When I found out the news, I was sad because why me? I was keeping myself healthy.

Treatment-wise, I opted for a partial colectomy (removal of a part of colon) and chemotherapy. This decision was based on:

• My doctor’s recommendation, saying to keep up with the chemo treatment and the reverse surgery
• Asking for help and support from coworkers and family, such as my partner, children and grandchildren

I am taking 6 months of chemo treatment pills, namely capecitabine. I have been feeling overwhelmed, tired, exhausted, moody, crabby and cranky. I’m not feeling myself sometimes. I feel very angry and sad. But I am taking one day at a time. Live for the moment. This will pass and this will be a memory. Thankfully, my treatment is subsidized.

Now I have a temporary ostomy. I was very affected by some preconceived concerns I had about the ostomy. Specifically, I was afraid of smells and worried about the leaking, if the bag would dislodge and visibility of the bag to others. Having an ostomy has also impacted my life in the following ways:

• Lowered self-esteem
• Reduced physical intimacy
• Inability to eat favorite foods
• Increased social anxiety

As a result of the partial colectomy, my stoma was infected and I was in the hospital for 3 months. Learning to live with my ostomy bag has been a challenge. I’m worried about the leaking part, adjusting with it and changing my ostomy. I also can’t shower or do the things I did before. I’ve lost my appetite and experienced weight fluctuations because of treatment too.

To manage the side effects, I took prescribed medication, such as nausea medication (ondansetron ODT) for the chemo treatment pills.

After treatment, my nutrition and diet changed the most in terms of eating a healthy and balanced diet. Besides that, I get regular exercise, plenty of sleep and support where I need it.

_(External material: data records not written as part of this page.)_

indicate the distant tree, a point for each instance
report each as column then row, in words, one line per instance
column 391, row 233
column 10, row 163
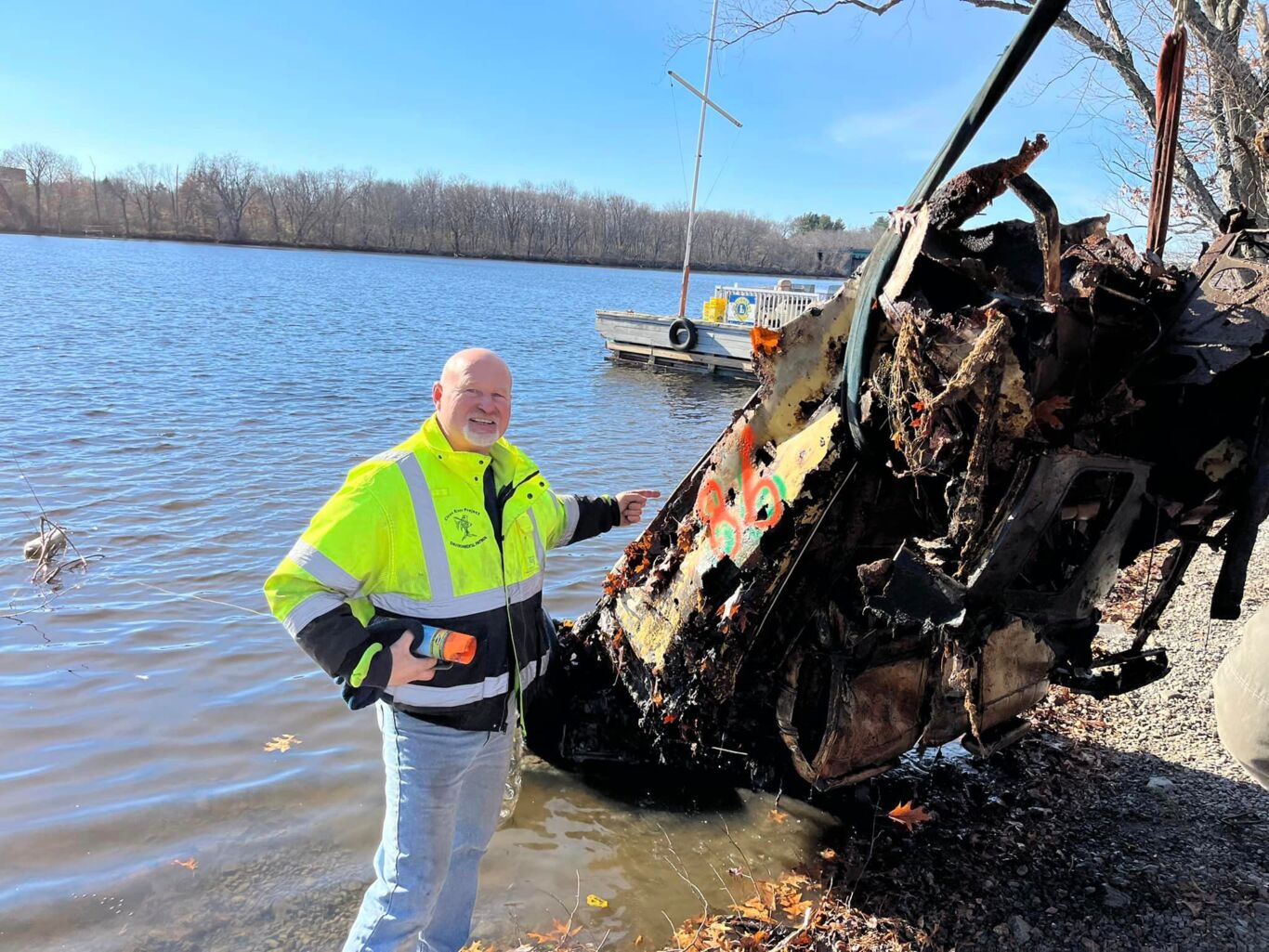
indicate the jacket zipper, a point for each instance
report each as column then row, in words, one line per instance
column 514, row 687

For now, my personal plans are to live for the moment, do my regular check ups and spend more time with my family, my partner and grandchildren, among others.

I found my ostomy nurse to be particularly helpful in terms of learning about my supplies and where to get help and support. I wish I knew before starting treatment about cancer support groups and wearing my ostomy bag.

I stopped working after finding out I had cancer. I’m just on medical leave and my job will be waiting for me.

Since my diagnosis, I’ve gone through challenges related to my self-esteem and professional life, but difficulties in my day-to-day life affect me the most. I just live for the moment and take one day at a time.

My biggest fear was actually wearing my colostomy bag. I did not get help when I was released from the hospital and did not get support while I was in the hospital. This filled me with fear, anger, frustration and hurt, on top of giving me anxiety and weight loss. But now I am seeing a counselor and wearing the colostomy bag for longer.

Today I’m still sad and angry because I’m waiting for surgery and I had complications after surgery.

Hang in there. Live for the moment. Take one day at a time. Eat well. Look at the world in a better place.

Ask for help and have a support team. No matter what, you are an important person. Fight. This is just a memory and when you think about it, ‘Look, I beat it and I am a living proof’.